You may implement more extra features than necessary to receive extra credit on this project. The overall project category grade will be capped to 115% at the end of the semester.

 Have a feature idea? You can propose an extra feature in a public post on Piazza. If approved, the instructor will post the number of points that feature will be worth on the final project.

Input

Your main method must be placed in a class named Driver. The Driver class should accept the following additional command-line arguments:

  • -port num where -port indicates the next argument is the port the web server should use to accept socket connections. Use 8080 as the default value if it is not provided.

    If the -port flag is provided, your code should enable multithreading with the default number of worker threads even if the -threads flag is not provided.

The command-line flag/value pairs may be provided in any order, and the order provided is not the same as the order you should perform the operations (i.e. always build the index before performing search, even if the flags are provided in the other order).

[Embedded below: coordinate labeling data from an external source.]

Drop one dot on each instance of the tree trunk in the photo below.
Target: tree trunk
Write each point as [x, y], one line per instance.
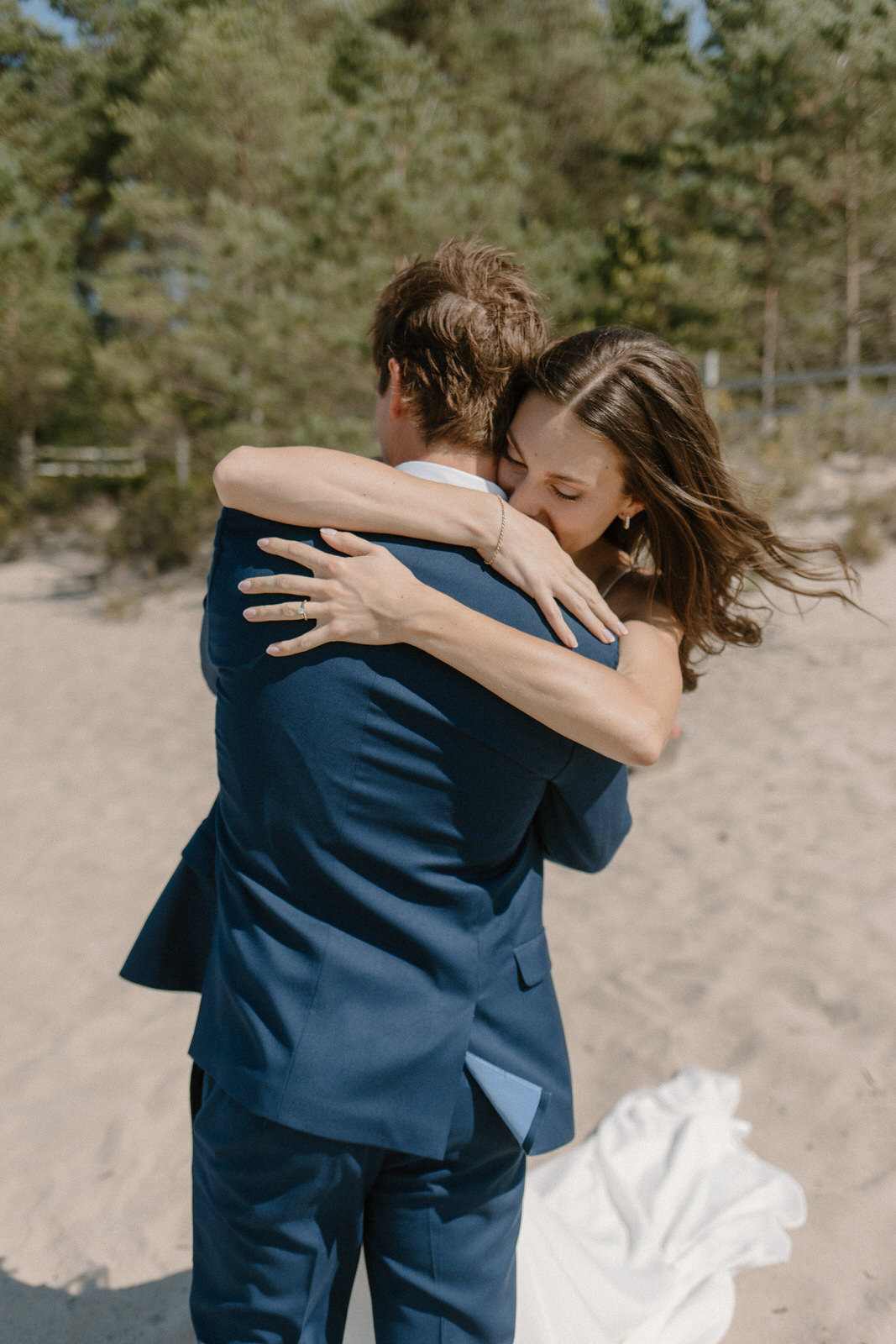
[26, 459]
[770, 300]
[853, 266]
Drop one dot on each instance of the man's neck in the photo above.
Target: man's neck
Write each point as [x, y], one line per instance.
[474, 464]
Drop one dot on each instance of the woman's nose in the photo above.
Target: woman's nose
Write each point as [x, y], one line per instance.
[526, 501]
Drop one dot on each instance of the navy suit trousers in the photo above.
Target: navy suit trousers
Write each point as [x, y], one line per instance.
[280, 1218]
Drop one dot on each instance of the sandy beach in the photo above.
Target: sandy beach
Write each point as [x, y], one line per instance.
[747, 927]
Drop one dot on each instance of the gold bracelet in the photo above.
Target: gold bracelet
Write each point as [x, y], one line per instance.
[495, 553]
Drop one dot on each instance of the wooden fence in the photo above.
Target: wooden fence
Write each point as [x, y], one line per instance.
[852, 375]
[125, 463]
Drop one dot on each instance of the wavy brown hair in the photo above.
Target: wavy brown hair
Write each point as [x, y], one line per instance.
[459, 324]
[699, 538]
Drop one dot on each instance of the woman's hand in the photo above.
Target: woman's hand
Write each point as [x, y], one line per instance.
[532, 558]
[365, 597]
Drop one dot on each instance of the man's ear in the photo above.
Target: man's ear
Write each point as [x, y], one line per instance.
[399, 407]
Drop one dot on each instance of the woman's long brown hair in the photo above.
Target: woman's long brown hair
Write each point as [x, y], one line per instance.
[696, 535]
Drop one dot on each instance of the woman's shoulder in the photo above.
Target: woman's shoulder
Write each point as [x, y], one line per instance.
[633, 597]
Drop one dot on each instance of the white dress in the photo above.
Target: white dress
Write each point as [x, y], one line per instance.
[634, 1236]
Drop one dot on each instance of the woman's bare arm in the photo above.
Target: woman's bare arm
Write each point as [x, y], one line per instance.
[313, 487]
[309, 487]
[369, 597]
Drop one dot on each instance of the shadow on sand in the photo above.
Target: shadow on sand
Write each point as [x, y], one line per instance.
[89, 1312]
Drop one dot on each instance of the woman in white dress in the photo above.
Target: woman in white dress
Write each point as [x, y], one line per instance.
[616, 481]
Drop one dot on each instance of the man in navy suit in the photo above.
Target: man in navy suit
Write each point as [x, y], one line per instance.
[378, 1028]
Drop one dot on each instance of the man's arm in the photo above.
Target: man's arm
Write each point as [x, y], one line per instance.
[584, 815]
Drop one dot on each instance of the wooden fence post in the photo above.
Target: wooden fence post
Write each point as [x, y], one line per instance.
[181, 461]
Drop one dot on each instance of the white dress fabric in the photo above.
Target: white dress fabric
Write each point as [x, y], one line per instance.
[634, 1236]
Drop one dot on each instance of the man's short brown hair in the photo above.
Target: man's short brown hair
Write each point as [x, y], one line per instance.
[459, 324]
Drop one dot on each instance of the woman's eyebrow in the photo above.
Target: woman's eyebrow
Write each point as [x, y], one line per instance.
[553, 476]
[569, 480]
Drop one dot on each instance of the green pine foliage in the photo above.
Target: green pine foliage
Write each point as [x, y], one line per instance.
[201, 201]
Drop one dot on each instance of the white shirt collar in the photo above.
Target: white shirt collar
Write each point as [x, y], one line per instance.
[429, 470]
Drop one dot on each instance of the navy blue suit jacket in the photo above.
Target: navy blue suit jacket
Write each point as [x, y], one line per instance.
[376, 848]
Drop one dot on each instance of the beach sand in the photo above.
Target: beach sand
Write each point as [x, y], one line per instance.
[747, 927]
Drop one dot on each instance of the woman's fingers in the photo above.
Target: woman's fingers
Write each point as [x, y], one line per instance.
[298, 551]
[584, 613]
[280, 612]
[302, 644]
[348, 542]
[553, 616]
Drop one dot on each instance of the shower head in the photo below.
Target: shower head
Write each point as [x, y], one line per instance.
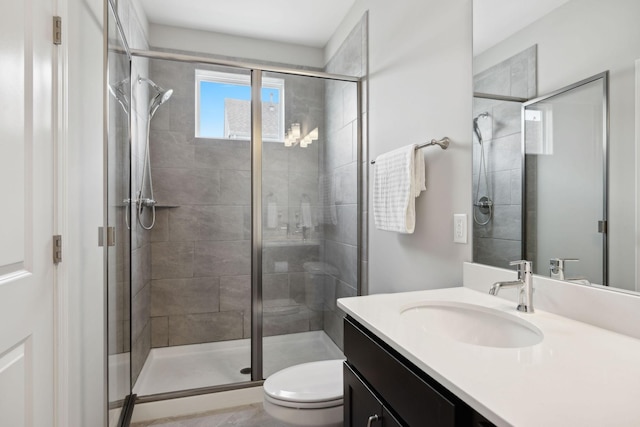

Your code should support all of the command-line arguments from the previous project as well.

Output

The majority of the output for this project will be in the form of HTTP responses to a browser. Only output the inverted index or search results to a file if the necessary flags are provided.

Testing

No tests will be provided for this project. Instead, you will demonstrate your search engine functionality to the instructor during your final code review appointment during finals week.